The image receipts distinguish live Modal Klein inference from bundled fallback assets. When `KLEIN_MODAL_ENDPOINT` is configured and reachable, generated thumbnails use real `black-forest-labs/FLUX.2-klein-4B` inference through Modal. When the worker is unavailable, bundled SVG assets are used with explicit fallback runtime metadata.
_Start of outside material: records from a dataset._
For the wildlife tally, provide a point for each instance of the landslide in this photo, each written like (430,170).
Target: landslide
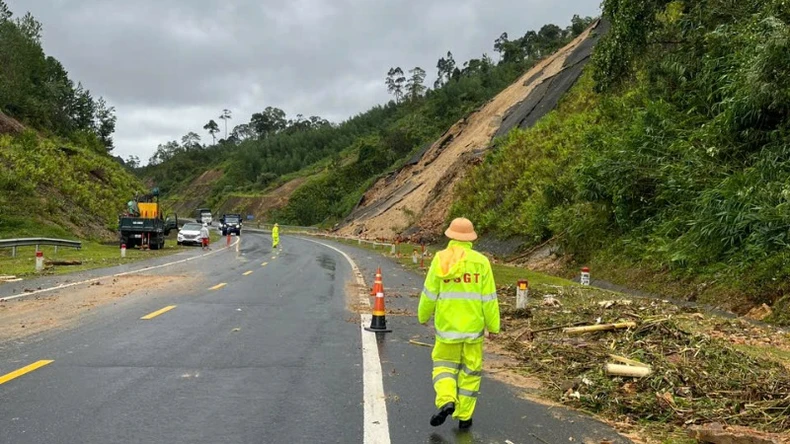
(415,200)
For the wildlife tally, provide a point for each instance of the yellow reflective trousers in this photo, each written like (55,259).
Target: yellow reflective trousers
(457,369)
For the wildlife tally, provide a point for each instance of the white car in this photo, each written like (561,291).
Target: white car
(189,234)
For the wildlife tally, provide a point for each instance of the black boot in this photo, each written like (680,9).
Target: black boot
(438,418)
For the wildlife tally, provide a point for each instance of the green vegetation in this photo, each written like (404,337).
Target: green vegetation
(56,176)
(36,90)
(354,153)
(59,189)
(671,156)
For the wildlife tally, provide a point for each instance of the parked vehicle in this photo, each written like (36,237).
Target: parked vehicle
(189,234)
(143,224)
(203,216)
(230,224)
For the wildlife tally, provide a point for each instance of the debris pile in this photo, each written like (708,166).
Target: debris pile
(636,360)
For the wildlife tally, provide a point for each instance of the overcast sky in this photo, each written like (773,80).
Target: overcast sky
(168,66)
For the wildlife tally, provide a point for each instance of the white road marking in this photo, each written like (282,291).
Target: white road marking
(376,424)
(125,273)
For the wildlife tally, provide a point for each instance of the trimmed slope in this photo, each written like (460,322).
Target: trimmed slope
(415,201)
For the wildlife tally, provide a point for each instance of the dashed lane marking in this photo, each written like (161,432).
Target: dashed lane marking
(158,312)
(24,370)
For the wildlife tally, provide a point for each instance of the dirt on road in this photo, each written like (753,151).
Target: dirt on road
(21,318)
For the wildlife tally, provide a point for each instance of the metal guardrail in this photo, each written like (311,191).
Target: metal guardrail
(37,241)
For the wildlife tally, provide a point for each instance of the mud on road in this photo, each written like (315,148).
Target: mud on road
(24,317)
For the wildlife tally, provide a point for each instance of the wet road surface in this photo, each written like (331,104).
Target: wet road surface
(264,350)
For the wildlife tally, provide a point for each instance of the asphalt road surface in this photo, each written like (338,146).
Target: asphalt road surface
(267,349)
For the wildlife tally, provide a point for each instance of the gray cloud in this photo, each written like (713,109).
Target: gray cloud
(170,66)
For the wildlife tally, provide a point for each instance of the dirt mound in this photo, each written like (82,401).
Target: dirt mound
(9,125)
(415,201)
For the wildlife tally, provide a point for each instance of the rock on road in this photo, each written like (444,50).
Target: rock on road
(261,349)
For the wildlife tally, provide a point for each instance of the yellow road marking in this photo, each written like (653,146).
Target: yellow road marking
(17,373)
(158,312)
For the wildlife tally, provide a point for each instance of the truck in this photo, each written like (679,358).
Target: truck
(143,223)
(230,224)
(203,216)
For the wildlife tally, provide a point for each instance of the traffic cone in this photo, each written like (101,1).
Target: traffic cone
(379,322)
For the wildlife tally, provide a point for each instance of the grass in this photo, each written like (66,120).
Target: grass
(92,254)
(710,367)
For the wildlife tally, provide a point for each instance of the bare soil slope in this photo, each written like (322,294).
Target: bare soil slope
(415,201)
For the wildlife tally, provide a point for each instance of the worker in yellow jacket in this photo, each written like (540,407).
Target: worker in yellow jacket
(275,236)
(461,295)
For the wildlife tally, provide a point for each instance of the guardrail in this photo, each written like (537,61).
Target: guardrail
(37,241)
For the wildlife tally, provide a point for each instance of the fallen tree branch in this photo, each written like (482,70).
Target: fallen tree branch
(601,327)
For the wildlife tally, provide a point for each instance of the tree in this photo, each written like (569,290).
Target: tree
(190,141)
(318,122)
(29,26)
(83,109)
(269,122)
(133,162)
(104,123)
(225,116)
(5,13)
(242,132)
(445,67)
(415,85)
(212,129)
(578,24)
(395,80)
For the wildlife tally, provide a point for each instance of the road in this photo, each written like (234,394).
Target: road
(263,348)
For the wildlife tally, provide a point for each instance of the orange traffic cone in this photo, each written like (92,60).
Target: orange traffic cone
(379,322)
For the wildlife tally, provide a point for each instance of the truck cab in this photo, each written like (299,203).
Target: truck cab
(143,224)
(230,224)
(203,216)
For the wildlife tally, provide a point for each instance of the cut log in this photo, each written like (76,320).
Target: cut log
(601,327)
(626,370)
(720,434)
(627,361)
(74,262)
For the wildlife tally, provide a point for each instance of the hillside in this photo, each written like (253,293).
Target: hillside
(57,177)
(51,188)
(667,167)
(337,163)
(415,200)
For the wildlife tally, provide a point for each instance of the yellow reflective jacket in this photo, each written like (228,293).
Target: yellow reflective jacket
(460,291)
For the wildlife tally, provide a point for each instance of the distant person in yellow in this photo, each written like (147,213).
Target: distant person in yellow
(461,295)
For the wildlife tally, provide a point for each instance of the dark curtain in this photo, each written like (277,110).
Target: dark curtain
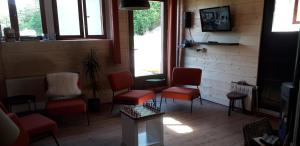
(171,44)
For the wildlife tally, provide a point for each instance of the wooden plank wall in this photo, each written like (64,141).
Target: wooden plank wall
(35,58)
(223,64)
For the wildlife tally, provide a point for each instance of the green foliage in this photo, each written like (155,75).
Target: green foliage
(147,20)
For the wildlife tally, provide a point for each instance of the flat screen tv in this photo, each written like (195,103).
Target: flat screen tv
(215,19)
Image descriptions use `openbmb/MiniCPM-V-4.6` through an OpenAI-compatible `/v1/chat/completions` endpoint when `MINICPM_VISION_BASE_URL` and `MINICPM_VISION_API_KEY` are configured. The same endpoint is also the first reader-brain fallback when llama.cpp is unavailable, before the app falls back to deterministic narration. Without MiniCPM, cached deterministic alt text keeps screen-reader mode stable.

The submission-readiness panel and API give judges a compact checklist for the whole build, so the live demo can move from individual receipts to an overall readiness view.

`/api/evidence-bundle` returns formatted JSON for quick judging notes. Transcript copy actions label clipboard-unavailable fallback states in the visible live narration region.

## Reliability notes

The demo remains navigable when local models are unavailable. The reader brain falls back from llama.cpp to MiniCPM-V-4.6 when configured, then to deterministic narration. Generated images start with meaningful HTML alt text, image descriptions fall back to cached alt text, speech falls back to browser speech plus transcript, and image generation falls back to bundled article assets when the Modal Klein worker is not configured or unreachable. Fallback states are labeled instead of hidden.